Cet exemple est loin d’être unique, mais il illustre l’un des problèmes principaux de la lutte contre le réchauffement climatique. L’enjeu étant global, les actions d’ici ont des effets ailleurs, ce qui est un phénomène bien connu : les émissions européennes contribuent au réchauffement des pays moins émetteurs mais au climat déjà plus difficile.
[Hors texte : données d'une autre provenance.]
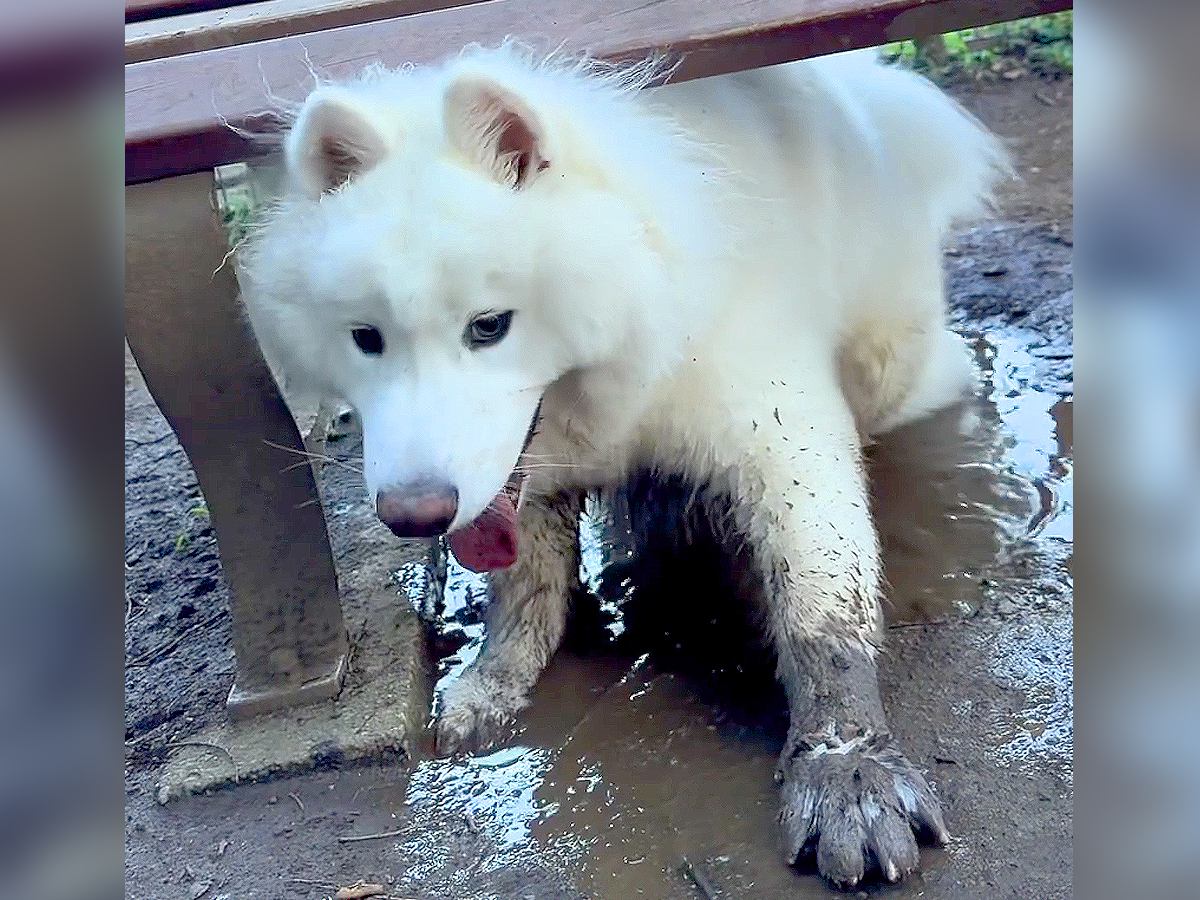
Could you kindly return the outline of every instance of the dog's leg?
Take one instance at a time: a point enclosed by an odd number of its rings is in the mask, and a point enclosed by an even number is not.
[[[439,754],[487,746],[529,702],[562,640],[568,598],[579,580],[580,508],[575,494],[522,505],[520,555],[511,568],[492,575],[483,649],[442,695]]]
[[[916,834],[946,831],[880,701],[878,541],[853,419],[844,404],[770,402],[737,469],[735,518],[761,566],[790,706],[777,769],[785,852],[789,863],[815,853],[843,887],[876,867],[895,881],[917,866]]]

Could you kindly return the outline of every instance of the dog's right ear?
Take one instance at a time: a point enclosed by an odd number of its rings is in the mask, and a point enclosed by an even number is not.
[[[314,91],[284,145],[289,174],[315,200],[374,168],[393,143],[380,119],[343,88]]]
[[[502,184],[526,187],[550,166],[539,117],[508,88],[460,76],[446,90],[444,107],[451,145]]]

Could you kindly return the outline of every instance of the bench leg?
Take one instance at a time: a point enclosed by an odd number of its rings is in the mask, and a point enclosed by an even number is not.
[[[231,265],[215,271],[228,245],[212,187],[200,174],[126,189],[125,327],[208,504],[232,596],[228,708],[242,718],[335,696],[347,639],[304,443]]]

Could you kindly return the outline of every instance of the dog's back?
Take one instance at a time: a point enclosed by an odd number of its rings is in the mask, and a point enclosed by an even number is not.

On oublie souvent que pour les dirigeants internationaux, l’inverse est surtout vrai et que les actions d’ailleurs ont des effets ici ; la construction d’un barrage au Chili contribue à atténuer l’effet du changement climatique en Europe ou aux Etats-Unis.
La solution consistant à forcer le développement des énergies renouvelables dans les pays pauvres, quand elle n’est que la poursuite de l’exploitation économique des ressources naturelles et des populations locales mais aussi des logiques de l’extractivisme minier et pétrolier des siècles précédents, ne peut être considérée comme écologiste ni humaniste. Si les luttes écologistes trouvent leur source historique dans des combats locaux, c’est parce que chacun se soucie avant tout de ce qui se pollue sa région. Et tout ce qui, dans le monde occidental, encourage la destruction de l’environnement des autres au prétexte du bien commun n’est qu’une façon d’éviter la remise en question de nos propres actions et de nos responsabilités réelles.